Liguori was also the first woman to host and produce her own weekly, prime-time series on The Golf Channel, "Conversations with Ann Liguori," where she interviewed top names in entertainment, music, sports and business while golfing with them. The series aired on TGC the first five years of the Channel's inception. Guests included an ‘A List’ of celebrities that Liguori booked for the show including Kevin Costner, Sylvester Stallone, Celine Dion, Vince Gill, Smokey Robinson, Joe Pesci, Matthew McConaughey, among others. The interviews focus on the celebrity's success stories and their passion for golf. She turned those interviews into her book, "A Passion for Golf, Celebrity Musings About the Game" which came out in a second printing in 2007.
She currently writes a weekly column for CBS New York. Her weekly radio show, "Sports Innerview with Ann Liguori" airs each Saturday on NPR affiliate WLIW-FM. Her writing appears in The Huffington Post and Hamptons Magazine.
In addition to her entrepreneurial and philanthropic work, Liguori is a media/marketing consultant for Independent Group Home Living (IGHL) and a corporate spokesperson and motivational speaker. Liguori is an Ambassador for Cross Golf USA. She has been a spokesperson and/or consulted for Bobby Jones Golf clubs, TaylorMade-Adidas and Izod Club. Ann Liguori Productions has worked with dozens of companies in the sponsorship arena including CIT, Platinum Maintenance, American Portfolios, Rolex, Tourism Ireland, Sharp Electronics, Volvo, Danskin, Lincoln Mercury, FedEx, Advil, McDonald's, Continental Airlines, Ashford Castle, Tralee Golf Club, Morgan Stanley, Kiawah Resort Development, Callaway Golf, Orlimar, Ping (golf), SuperShuttle, Desert Mountain Properties, Aer Lingus, Select SPDRs, SP Industries and Titanium Scaffold Services.
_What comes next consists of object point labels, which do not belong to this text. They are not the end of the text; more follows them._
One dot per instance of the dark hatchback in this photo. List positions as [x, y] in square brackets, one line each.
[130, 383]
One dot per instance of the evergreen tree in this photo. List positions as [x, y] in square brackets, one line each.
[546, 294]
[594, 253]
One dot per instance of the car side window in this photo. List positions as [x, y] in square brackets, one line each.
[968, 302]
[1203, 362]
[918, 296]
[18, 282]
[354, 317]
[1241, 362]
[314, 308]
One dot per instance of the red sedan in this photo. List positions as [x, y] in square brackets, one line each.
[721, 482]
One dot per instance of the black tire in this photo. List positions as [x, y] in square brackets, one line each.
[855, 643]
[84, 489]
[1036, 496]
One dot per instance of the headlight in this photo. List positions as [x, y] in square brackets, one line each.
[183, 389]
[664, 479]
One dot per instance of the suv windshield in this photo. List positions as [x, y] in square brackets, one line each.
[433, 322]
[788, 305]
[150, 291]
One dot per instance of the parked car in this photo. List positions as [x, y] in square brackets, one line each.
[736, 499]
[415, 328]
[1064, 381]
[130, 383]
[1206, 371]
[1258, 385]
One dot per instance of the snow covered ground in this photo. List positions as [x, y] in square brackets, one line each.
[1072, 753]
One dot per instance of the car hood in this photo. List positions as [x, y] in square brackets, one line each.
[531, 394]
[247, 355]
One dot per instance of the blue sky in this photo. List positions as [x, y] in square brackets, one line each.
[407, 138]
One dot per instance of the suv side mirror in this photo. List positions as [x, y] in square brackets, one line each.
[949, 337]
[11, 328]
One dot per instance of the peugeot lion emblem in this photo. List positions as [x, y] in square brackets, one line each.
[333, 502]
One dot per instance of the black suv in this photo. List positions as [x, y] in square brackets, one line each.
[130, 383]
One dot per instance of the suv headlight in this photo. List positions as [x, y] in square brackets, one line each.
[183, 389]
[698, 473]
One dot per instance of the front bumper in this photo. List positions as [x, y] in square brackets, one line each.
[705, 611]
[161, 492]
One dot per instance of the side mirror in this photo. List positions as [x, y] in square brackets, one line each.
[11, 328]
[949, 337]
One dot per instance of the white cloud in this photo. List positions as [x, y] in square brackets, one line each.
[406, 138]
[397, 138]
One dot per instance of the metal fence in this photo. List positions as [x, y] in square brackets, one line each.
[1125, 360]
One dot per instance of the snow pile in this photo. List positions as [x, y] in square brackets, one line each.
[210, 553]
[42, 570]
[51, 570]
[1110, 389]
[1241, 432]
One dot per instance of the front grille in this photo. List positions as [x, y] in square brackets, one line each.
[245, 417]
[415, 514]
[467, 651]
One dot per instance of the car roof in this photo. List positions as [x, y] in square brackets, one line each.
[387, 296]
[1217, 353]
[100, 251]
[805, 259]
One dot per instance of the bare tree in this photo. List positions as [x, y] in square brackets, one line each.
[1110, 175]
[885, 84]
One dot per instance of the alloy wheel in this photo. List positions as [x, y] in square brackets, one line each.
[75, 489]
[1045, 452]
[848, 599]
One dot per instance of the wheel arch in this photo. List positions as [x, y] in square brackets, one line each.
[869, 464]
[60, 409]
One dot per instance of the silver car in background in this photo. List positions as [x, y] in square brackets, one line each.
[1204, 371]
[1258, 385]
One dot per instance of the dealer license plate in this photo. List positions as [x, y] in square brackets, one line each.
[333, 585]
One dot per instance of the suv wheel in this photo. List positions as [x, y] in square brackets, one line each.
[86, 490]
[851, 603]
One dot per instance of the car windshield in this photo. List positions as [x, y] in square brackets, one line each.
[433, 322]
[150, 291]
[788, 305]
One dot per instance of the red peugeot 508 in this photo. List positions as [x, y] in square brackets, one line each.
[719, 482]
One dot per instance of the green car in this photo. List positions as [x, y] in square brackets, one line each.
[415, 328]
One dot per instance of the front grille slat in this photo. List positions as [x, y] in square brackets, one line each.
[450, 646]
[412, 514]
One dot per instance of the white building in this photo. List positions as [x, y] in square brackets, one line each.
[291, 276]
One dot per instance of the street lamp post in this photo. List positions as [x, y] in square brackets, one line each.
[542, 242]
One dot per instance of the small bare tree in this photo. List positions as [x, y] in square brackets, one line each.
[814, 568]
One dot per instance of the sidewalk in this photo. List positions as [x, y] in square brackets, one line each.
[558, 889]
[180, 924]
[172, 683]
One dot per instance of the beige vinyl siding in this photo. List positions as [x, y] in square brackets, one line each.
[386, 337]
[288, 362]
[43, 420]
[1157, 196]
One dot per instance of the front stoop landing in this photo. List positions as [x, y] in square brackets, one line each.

In 2008, Liguori founded the Ann Liguori Foundation to raise money for cancer prevention and cancer care. Each year, she hosts the Ann Liguori Foundation Charity Golf Classic which takes place in The Hamptons at a prestigious golf club. Monies raised continue to support a variety of not-for-profit organizations including KiDS NEED MORE, a camp on Shelter Island every August for young people with cancer and their siblings; American Cancer Society, St. Jude Children's Research Hospital, Els for Autism, Solid Rock Foundation, Play for Pink, East End Hospice, Southampton Hospital, Ovarian Cancer Research Fund and camps that teach nutrition for young people, just to name a few.

The tournament was held at the Maidstone Club three of the last four years, at Sebonack Golf Club in 2011 and at The Bridge in 2013. 2013 marked the 15th year for her charity golf classic.

In February 2018, Liguori collaborated with experiential jewelry company Dune Jewelry and launched the Hamptons Collection.

== Honors ==

In 2001, Liguori was the first woman in sports media honored with the Association for Women in Communications’ Headliner Award, previously given to Barbara Walters and Katharine Graham. In 2012, she was named one of the top women in sports media by the Los Angeles Daily News and that same year was honored with the Debbie Gibson Girls Humanitarian Award.
Liguori was only the fourth female in the 52-year history of the Bob Hope Classic to play as a celebrity golfer when she played in the PGA Tour event in January 2011. She played with eventual Master's winner Bubba Watson on the second day of the tournament.

== Personal life ==

Liguori resides in Westhampton, New York and Orlando, Florida. She and her significant other, Scott Vallary, have a golden retriever named Skye.